There are plenty of other catches in the new program, warns Deanne Loonin, a student loan expert for the National Consumer Law Center:
- Those who qualify for payments that don't even cover their interest will see their total debt actually rise year after year until they qualify for forgiveness.
- While those who earn debt cancellation through public service probably won't have to pay taxes on the amount forgiven, those who have any debts cancelled because of low income after 25 years might very well have to pay income taxes on the debts from which they are released.
In addition, she notes, the new program won't reduce payments on defaulted student loans. Those who have already fallen so far behind on payments that they are in default will be rejected for the program. The program also won't cover:
- Private, alternative, or "signature" educational loans.

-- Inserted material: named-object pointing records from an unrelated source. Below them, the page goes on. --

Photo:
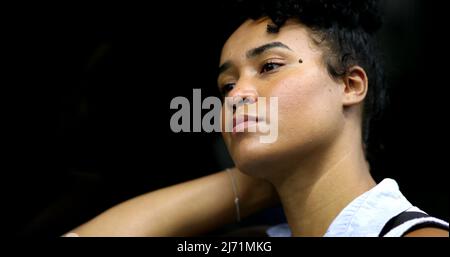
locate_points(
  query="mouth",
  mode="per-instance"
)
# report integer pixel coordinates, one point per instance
(243, 122)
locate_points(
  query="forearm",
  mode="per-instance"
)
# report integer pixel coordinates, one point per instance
(185, 209)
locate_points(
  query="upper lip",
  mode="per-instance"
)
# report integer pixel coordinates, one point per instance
(244, 118)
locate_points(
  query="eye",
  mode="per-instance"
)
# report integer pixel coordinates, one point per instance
(225, 89)
(267, 67)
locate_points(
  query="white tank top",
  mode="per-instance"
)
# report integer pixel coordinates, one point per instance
(366, 215)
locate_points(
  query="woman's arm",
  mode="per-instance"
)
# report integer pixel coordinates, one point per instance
(186, 209)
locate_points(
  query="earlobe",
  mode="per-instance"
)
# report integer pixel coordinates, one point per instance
(356, 86)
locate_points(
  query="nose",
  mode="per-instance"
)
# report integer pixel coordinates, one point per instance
(243, 93)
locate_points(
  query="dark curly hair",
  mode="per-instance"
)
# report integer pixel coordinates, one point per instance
(344, 29)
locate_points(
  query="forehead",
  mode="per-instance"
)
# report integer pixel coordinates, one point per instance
(253, 33)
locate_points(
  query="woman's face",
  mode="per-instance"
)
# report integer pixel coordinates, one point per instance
(289, 66)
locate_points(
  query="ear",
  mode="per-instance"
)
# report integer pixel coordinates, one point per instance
(355, 86)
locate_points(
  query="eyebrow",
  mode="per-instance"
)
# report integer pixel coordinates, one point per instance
(252, 53)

- Parent loans such as federal Parent PLUS loans or any kind of alternative or private loans
- Other pressing debts. If you earn enough so that your federal education debt makes up less than 15 percent of your income above the base budget—even if most of your earnings go to medical bills or private educational debt, you won't qualify for Income-Based Repayment. The current rules will also likely disqualify, for example, debtors whose spouses are comparatively high earners—even if those spouses are also burdened with big education debts.
Those who worry they might be affected by some of the fine print can take heart, however. The Project on Student Debt, National Consumer Law Center, and other groups are lobbying for improvements to the law. Congressional staffers say their bosses and the new administration are considering some tweaks.